|Have tried to use one of these two possibles?|
192.168.1.1 and 192.168.0.1
This is from the support site:
Lots of useful help (setup etc.) there.
If neither of the above addresses work... power cycle the router. (Switch it off, wait about 30seconds or so then power up again). Then try the addresses again. If still "no joy" (old RAF slang for it's working OK) then use the reset routine.. There will be small hole in the rear into which you insert a large paper click and press on a wee small contact/button for a few seconds. The router will recycle/reset itself to factory defaults.
The reset will disable wifi by default; so all connections must be via cat-5/ethernet cable until you re-enable wifi...
Then try the addresses again as above.
Once you can get into its homepage/seetup you will need to re-enable wifi and that is when you can set up some security.
Note carefully the router's SSID (the name it broadcasts to world as wifi); write it dwon (if it it's not already on the base of the router.

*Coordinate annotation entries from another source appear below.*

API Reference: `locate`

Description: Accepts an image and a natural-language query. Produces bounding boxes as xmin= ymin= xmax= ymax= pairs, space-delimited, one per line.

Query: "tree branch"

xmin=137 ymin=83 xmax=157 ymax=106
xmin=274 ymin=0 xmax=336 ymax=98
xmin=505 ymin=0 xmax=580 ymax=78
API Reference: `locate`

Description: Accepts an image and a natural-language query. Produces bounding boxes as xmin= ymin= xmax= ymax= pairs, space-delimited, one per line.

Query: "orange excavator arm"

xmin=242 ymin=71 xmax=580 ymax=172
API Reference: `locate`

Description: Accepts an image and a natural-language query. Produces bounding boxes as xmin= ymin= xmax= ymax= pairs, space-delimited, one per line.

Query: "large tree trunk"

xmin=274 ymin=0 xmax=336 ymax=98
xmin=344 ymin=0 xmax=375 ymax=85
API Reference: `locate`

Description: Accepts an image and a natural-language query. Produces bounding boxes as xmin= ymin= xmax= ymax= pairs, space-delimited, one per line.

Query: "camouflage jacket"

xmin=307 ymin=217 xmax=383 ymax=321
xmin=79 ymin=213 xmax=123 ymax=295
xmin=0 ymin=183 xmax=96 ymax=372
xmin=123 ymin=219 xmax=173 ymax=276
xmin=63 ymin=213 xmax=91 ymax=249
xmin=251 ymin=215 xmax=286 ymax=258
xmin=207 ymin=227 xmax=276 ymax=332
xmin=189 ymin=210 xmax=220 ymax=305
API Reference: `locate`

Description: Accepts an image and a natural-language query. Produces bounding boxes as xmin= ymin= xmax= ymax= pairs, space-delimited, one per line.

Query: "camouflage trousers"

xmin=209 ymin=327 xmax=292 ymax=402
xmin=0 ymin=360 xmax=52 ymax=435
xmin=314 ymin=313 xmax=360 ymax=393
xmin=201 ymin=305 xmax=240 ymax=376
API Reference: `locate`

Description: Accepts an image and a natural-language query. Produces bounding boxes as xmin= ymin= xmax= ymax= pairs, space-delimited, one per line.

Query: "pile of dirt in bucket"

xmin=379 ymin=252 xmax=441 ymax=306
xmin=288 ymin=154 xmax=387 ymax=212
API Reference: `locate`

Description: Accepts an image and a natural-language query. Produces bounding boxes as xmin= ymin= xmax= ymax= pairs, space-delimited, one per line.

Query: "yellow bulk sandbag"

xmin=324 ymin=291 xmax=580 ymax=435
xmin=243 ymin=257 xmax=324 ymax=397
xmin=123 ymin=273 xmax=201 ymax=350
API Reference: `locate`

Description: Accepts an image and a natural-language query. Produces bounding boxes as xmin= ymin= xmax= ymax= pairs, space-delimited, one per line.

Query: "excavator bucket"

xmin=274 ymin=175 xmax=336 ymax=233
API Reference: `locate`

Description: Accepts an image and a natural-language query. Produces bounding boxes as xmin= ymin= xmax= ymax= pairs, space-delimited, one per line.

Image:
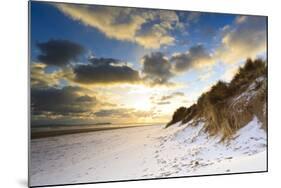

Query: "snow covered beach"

xmin=30 ymin=118 xmax=267 ymax=186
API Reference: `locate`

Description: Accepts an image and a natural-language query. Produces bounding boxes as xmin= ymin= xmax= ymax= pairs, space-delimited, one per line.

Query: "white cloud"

xmin=216 ymin=16 xmax=267 ymax=64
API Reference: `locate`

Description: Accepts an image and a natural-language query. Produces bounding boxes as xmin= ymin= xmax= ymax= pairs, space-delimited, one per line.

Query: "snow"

xmin=232 ymin=76 xmax=265 ymax=106
xmin=30 ymin=117 xmax=267 ymax=186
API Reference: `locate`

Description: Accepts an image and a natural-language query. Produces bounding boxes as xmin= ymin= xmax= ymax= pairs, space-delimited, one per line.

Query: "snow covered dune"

xmin=30 ymin=117 xmax=267 ymax=186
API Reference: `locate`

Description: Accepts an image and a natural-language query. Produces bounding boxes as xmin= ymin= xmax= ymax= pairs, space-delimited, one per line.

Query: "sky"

xmin=30 ymin=1 xmax=267 ymax=126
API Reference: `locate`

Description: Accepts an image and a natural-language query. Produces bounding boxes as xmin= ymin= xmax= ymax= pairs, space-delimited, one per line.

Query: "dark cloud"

xmin=161 ymin=92 xmax=184 ymax=101
xmin=73 ymin=58 xmax=140 ymax=84
xmin=170 ymin=45 xmax=212 ymax=73
xmin=37 ymin=40 xmax=84 ymax=66
xmin=31 ymin=86 xmax=97 ymax=115
xmin=89 ymin=57 xmax=122 ymax=66
xmin=142 ymin=52 xmax=173 ymax=84
xmin=94 ymin=108 xmax=151 ymax=118
xmin=150 ymin=92 xmax=185 ymax=105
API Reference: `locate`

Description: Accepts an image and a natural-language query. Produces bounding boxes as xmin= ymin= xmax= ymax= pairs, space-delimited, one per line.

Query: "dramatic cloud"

xmin=170 ymin=45 xmax=214 ymax=73
xmin=55 ymin=4 xmax=179 ymax=48
xmin=30 ymin=63 xmax=61 ymax=88
xmin=94 ymin=108 xmax=151 ymax=118
xmin=150 ymin=92 xmax=185 ymax=105
xmin=141 ymin=52 xmax=173 ymax=84
xmin=37 ymin=40 xmax=84 ymax=66
xmin=160 ymin=92 xmax=184 ymax=101
xmin=216 ymin=16 xmax=267 ymax=64
xmin=73 ymin=58 xmax=140 ymax=84
xmin=31 ymin=86 xmax=97 ymax=118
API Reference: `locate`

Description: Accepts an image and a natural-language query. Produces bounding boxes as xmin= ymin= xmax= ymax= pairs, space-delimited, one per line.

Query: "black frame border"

xmin=27 ymin=0 xmax=269 ymax=188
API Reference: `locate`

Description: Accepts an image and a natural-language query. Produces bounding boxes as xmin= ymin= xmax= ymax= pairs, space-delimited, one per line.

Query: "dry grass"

xmin=167 ymin=59 xmax=267 ymax=140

Go into wifi set and note the default password/access-keyt ; again it may also be on the base of the router.
Then look for the option to set up mac filtering. This is an option to create a list of wifi devices - their mac addresses. The list can be sued to allow wifi access "only" to those on that list (clearly not your neighbours etc.); or to disallow those on that list... the default setting is there is no list established; thus anyone who knows the wifi access-key/password can use your wifi...
You can also change the SSID - but if you do "write it down and also email it to yourself and save the info n the saved messages folder of your email account. It's a bit like a free cloud storage system. Do the same with the wifi access-key - ideally change that too and again note carefully what you create and save it etc as with the SSID.